I am a creator of servlet framework where abstract classes play essential role. I would say more, I need semi abstract methods, when a method needs to be overridden in 50% cases and I would like to see warning from compiler about that method wasn't overridden. I resolve the problem adding annotations. Returning back to your question, there are two different use case of abstract classes and interfaces, and no one is obsolete so far.

0

I don't think they're obsoleted by interfaces, but they might be obsoleted by the strategy pattern.

The primary use of an abstract class is to postpone a part of the implementation; to say, "this part of the class's implementation can be made different".

Unfortunately, an abstract class forces the client to do this via inheritance. Whereas the strategy pattern will allow you to achieve the same result without any inheritance. The client can make instances of your class rather than always defining their own, and the class's "implementation" (behaviour) can vary dynamically. The strategy pattern has the additional plus that behaviour can be changed at run-time, not only at design-time, and also has significantly weaker coupling between the types involved.

0

I've generally faced far, far, more maintenance problems associated with pure interfaces than ABCs, even ABCs used with multiple inheritance. YMMV -- dunno, maybe our team just used them inadequately.

That said, if we use a real world analogy, how much use is there for pure interfaces completely devoid of functionality and state? If I use USB as an example, that's a reasonably stable interface (I think we're at USB 3.2 now, but it has also maintained backwards compatibility).

Yet it's not a stateless interface. It's not devoid of functionality. It's more like an abstract base class than a pure interface. It's actually closer to a concrete class with very specific functional and state requirements, with the only abstraction being what plugs into the port being the only substitutable part.

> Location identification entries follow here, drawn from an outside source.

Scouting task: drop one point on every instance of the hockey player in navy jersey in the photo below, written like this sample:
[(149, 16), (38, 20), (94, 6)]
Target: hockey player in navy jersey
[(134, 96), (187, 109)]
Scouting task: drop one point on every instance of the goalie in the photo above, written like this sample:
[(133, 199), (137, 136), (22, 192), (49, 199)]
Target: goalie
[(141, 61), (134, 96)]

Otherwise it would just be a "hole" in your computer with a standardized form factor and much looser functional requirements which wouldn't do anything on its own until every manufacturer came up with their own hardware to make that hole do something, at which point it becomes a much weaker standard and nothing more than a "hole" and a specification of what it should do, but no central provision for how to do it. Meanwhile we might end up with 200 different ways to do it after all hardware manufacturers try to come up with their own ways to attach functionality and state to that "hole".

And at that point we might have certain manufacturers that introduce different problems over others. If we need to update the specification we might have 200 different concrete USB port implementations with totally different ways of tackling the specification having to be updated and tested. Some manufacturers might develop de facto standard implementations they share amongst themselves (your analogical base class implementing that interface), but not all. Some versions might be slower than others. Some might have better throughput but worse latency or vice versa. Some might use more battery power than others. Some might flake out and not work with all hardware that's supposed to work with USB ports. Some might require a nuclear reactor to be attached to operate which has a tendency to give its users radiation poisoning.

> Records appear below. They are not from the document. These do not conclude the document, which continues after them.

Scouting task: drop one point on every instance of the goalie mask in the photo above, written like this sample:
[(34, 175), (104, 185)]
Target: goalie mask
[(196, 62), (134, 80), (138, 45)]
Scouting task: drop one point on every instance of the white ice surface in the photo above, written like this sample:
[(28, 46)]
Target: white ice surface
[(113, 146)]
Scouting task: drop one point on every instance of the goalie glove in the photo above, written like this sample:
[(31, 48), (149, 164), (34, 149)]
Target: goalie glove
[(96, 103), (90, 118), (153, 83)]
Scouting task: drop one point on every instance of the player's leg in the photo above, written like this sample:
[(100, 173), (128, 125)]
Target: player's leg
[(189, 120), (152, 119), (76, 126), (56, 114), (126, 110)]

And that's what I've found, personally, with pure interfaces. There might be some cases where they make sense, like just to model the form factor of a motherboard against a CPU case. Form factor analogies are, indeed, pretty much stateless and devoid of functionality, as with the analogical "hole". But I often consider it a huge mistake for teams to consider that to be somehow superior in all cases, not even close.

To the contrary, I think far more cases would be solved better by ABCs than interfaces if those are the two choices unless your team is so gigantic that it's actually desirable to have the analogical above equivalent of 200 competing USB implementations rather than one central standard to maintain. In a former team I was in, I actually had to fight hard just to loosen up the coding standard to allow ABCs and multiple inheritance, and mainly in response to these maintenance problems described above.